Kenaikan cukai rokok menurutnya, alih-alih menurunkan konsumsi, fakta di lapangan malah konsumen lebih memilih rokok yang murah. Salah satunya dengan membeli rokok ilegal yang harganya 50% lebih murah daripada rokok legal.
"Dari hasil survei disebutkan sebanyak 65% perokok di Indonesia mengetahui perbedaan rokok ilegal dan legal yang dijual di pasaran. Lebih lanjut, sebanyak 30% responden perokok adalah konsumen rokok tanpa pita cukai (polosan). Artinya, 3 dari 10 orang perokok adalah konsumen rokok ilegal," jelasnya.
Kedua, dampak kenaikan cukai rokok adalah penyerapan bahan baku menurun. Menurutnya komponen produksi yang biasanya dipangkas oleh pabrikan adalah bahan baku baik secara kualitas maupun kuantitas.

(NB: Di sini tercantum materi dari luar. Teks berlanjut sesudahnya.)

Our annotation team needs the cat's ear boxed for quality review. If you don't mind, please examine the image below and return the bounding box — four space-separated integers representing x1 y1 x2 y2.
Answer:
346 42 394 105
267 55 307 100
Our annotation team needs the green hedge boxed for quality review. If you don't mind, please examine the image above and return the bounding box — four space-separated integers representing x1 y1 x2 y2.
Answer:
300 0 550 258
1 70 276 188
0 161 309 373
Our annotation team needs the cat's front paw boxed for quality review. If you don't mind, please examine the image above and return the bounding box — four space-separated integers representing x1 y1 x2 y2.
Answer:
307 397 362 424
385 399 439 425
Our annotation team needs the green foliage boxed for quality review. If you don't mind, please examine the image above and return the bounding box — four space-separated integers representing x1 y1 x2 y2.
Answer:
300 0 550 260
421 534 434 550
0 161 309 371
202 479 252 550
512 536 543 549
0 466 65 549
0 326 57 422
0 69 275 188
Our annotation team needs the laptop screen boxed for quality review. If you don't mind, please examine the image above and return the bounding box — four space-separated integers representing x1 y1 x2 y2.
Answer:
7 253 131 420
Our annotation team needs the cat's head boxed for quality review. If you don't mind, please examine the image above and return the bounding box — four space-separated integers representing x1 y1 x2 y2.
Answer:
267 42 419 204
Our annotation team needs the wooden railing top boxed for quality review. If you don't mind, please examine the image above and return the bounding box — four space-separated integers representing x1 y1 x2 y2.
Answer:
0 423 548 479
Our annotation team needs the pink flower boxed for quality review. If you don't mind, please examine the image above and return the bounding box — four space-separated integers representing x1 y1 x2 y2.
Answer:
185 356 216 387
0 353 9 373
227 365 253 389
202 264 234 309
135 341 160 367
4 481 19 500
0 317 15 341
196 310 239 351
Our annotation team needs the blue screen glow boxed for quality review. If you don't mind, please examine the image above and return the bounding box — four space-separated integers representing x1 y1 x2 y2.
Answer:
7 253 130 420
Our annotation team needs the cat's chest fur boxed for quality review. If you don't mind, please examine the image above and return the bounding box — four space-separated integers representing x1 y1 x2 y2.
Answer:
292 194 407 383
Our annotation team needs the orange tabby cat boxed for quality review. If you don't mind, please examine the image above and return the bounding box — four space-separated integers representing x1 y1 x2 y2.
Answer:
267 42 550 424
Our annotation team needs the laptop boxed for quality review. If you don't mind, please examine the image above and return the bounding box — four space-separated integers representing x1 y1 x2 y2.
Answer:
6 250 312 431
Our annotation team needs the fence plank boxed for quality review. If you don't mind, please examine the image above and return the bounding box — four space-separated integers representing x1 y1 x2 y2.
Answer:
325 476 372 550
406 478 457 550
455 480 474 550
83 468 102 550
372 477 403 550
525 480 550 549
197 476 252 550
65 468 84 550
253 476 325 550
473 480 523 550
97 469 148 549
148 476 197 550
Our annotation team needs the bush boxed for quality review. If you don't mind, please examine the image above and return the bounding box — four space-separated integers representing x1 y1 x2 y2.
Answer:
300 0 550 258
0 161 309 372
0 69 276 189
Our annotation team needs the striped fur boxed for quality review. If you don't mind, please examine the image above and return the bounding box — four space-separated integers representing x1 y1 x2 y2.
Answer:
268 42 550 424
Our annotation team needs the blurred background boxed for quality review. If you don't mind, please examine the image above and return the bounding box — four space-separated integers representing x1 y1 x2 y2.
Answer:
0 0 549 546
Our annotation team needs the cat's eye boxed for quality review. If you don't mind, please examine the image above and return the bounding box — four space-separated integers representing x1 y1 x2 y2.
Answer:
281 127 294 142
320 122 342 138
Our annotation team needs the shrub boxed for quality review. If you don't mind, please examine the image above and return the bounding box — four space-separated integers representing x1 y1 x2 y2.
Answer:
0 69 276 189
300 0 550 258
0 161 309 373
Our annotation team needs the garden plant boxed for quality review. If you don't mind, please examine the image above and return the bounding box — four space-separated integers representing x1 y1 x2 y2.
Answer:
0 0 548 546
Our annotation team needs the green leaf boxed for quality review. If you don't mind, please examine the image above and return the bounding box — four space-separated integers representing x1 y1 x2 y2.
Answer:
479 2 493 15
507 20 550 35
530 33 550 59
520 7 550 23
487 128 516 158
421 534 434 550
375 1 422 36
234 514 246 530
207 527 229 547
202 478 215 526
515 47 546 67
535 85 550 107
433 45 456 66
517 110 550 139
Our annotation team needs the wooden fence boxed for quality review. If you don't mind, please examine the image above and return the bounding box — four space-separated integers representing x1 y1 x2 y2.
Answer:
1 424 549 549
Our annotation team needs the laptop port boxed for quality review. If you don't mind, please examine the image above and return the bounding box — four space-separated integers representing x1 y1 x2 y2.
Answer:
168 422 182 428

Sehingga, kata Nur Azami, petani akan rugi besar. Begitu juga perekonomian di wilayah-wilayah sentra tembakau dan cengkeh.
Dampak yang terakhir adalah ancaman Pemutusan Hubungan Kerja (PHK) pada 990 tenaga kerja. Ancaman PHK ini muncul akibat penurunan produksi hingga 3% sehingga konsekuensinya adalah mengurangi tenaga kerja.
"Pemerintah sendiri sudah memprediksi mengenai adanya dampak pengurangan tenaga kerja pascakeputusan menaikkan tarif cukai rokok," lanjutnya.